Groups > comp.compilers > #2849 > unrolled thread

Re: Are compiler developers light-years ahead of other software development?

Started by	Christopher F Clark <christopher.f.clark@compiler-resources.com>
First post	2022-01-20 21:11 +0200
Last post	2022-01-22 09:34 +0000
Articles	4 — 3 participants

Back to article view | Back to comp.compilers

  Re: Are compiler developers light-years ahead of other software development? Christopher F Clark <christopher.f.clark@compiler-resources.com> - 2022-01-20 21:11 +0200
    Re: Are compiler developers light-years ahead of other software development? anton@mips.complang.tuwien.ac.at (Anton Ertl) - 2022-01-21 17:38 +0000
      Re: Are compiler developers light-years ahead of other software development? gah4 <gah4@u.washington.edu> - 2022-01-21 17:40 -0800
        Re: Are compiler developers light-years ahead of other software development? anton@mips.complang.tuwien.ac.at (Anton Ertl) - 2022-01-22 09:34 +0000

#2849 — Re: Are compiler developers light-years ahead of other software development?

From	Christopher F Clark <christopher.f.clark@compiler-resources.com>
Date	2022-01-20 21:11 +0200
Subject	Re: Are compiler developers light-years ahead of other software development?
Message-ID	<22-01-077@comp.compilers>

Sadly, I would like to offer an alternate perspective on how far
compilers are than other areas of software development.

Yes, LL and LR parser generators have been around for decades. My
compiler class in the late 1970s had me implement both of them.
However, shortly after that parser technology was considered basically
a settled problem, while in actuality many parser generators are hard
to use and people don't understand it when they output state machines
and conflict messages freak compiler writers out, etc.
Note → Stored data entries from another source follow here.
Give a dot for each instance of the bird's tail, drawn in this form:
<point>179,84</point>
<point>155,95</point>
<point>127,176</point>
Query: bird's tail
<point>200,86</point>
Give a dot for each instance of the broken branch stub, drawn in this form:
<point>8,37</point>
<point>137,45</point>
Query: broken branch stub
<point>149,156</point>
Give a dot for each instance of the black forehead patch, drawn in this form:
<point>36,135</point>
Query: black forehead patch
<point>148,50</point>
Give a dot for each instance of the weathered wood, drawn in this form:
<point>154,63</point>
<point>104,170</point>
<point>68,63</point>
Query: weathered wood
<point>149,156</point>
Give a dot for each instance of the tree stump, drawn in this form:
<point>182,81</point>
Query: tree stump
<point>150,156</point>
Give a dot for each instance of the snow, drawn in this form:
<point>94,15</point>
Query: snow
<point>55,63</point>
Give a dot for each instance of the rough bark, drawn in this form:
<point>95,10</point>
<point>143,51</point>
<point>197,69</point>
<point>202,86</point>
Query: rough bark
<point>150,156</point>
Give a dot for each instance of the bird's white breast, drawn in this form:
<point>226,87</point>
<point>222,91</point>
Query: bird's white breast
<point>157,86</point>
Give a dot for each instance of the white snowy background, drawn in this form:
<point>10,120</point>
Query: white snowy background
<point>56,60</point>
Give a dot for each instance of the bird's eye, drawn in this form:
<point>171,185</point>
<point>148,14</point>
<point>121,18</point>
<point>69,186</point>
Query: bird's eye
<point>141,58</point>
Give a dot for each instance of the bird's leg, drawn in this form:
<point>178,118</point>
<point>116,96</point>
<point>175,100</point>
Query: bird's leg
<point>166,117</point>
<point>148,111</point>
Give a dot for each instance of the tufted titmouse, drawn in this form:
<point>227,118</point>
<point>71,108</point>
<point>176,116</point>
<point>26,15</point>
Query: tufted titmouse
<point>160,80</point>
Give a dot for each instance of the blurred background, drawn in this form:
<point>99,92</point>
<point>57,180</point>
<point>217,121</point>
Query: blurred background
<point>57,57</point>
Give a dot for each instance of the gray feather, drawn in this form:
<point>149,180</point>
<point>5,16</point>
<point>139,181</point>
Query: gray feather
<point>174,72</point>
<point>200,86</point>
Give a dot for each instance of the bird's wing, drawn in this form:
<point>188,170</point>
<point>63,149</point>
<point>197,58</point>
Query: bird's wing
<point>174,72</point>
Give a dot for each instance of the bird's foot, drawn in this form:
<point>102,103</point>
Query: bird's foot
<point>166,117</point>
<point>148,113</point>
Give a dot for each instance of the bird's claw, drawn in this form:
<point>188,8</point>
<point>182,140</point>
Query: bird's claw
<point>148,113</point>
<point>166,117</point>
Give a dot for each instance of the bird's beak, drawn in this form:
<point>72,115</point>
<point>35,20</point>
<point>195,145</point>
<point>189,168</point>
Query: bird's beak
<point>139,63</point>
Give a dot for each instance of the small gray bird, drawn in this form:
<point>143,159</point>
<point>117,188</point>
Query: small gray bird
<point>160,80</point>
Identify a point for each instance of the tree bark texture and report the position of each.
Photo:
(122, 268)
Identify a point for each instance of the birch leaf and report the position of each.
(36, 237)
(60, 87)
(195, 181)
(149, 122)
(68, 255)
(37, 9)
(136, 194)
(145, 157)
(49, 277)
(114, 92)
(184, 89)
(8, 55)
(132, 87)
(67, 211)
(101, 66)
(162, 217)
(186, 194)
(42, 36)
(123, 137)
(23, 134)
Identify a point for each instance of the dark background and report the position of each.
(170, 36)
As a result, despite all the technology we could be bringing to bare
on compilers, as far as I can tell, more than half the compilers in
actual use are done via hand-written recursive descent with little
hacks here and there to get them to work. The prevalence of "ad hack"
compilers should be embarrassing to anyone who wants to talk about
software "engineering".

There is good theory we could put to use building better compilers and
more reliable languages. However, most of it is languishing and going
to waste.

At least that's what this compiler developer sees when he looks at the
landscape. But maybe I am biased in that perspective....

******************************************************************************
Chris Clark                  email: christopher.f.clark@compiler-resources.com
Compiler Resources, Inc.  Web Site: http://world.std.com/~compres
23 Bailey Rd                 voice: (508) 435-5016
Berlin, MA  01503 USA      twitter: @intel_chris
------------------------------------------------------------------------------
[There's a definite "too busy chopping down trees to sharpen our axes" vibe
here. -John]

[toc] | [next] | [standalone]

#2850

From	anton@mips.complang.tuwien.ac.at (Anton Ertl)
Date	2022-01-21 17:38 +0000
Message-ID	<22-01-079@comp.compilers>
In reply to	#2849

Christopher F Clark <christopher.f.clark@compiler-resources.com> writes:
>Yes, LL and LR parser generators have been around for decades. My
>compiler class in the late 1970s had me implement both of them.
>However, shortly after that parser technology was considered basically
>a settled problem, while in actuality many parser generators are hard
>to use and people don't understand it when they output state machines
>and conflict messages freak compiler writers out, etc.

This points to one reason why some people don't use these generators.
You need to know quite a bit about the implementation technique behind
it to understand what (for LR-based parser generators) a shift-reduce
or reduce-reduce conflict means and how to fix that problem.

>As a result, despite all the technology we could be bringing to bare
>on compilers, as far as I can tell, more than half the compilers in
>actual use are done via hand-written recursive descent with little
>hacks here and there to get them to work.

The "little hacks" point to another reason: How to deal with cases
where LL or LR technology, or (probably more often) context-free
grammars don't quite fit, e.g., when you want to do a compatible
extension of an existing language, like C++ (which was intended to be
compatible with C).  My impression is that Terrence Parr attacked this
problem head-on by formalizing these hacks (to some extent) with
syntactic and semantic predicates in PCCTS/ANTLR.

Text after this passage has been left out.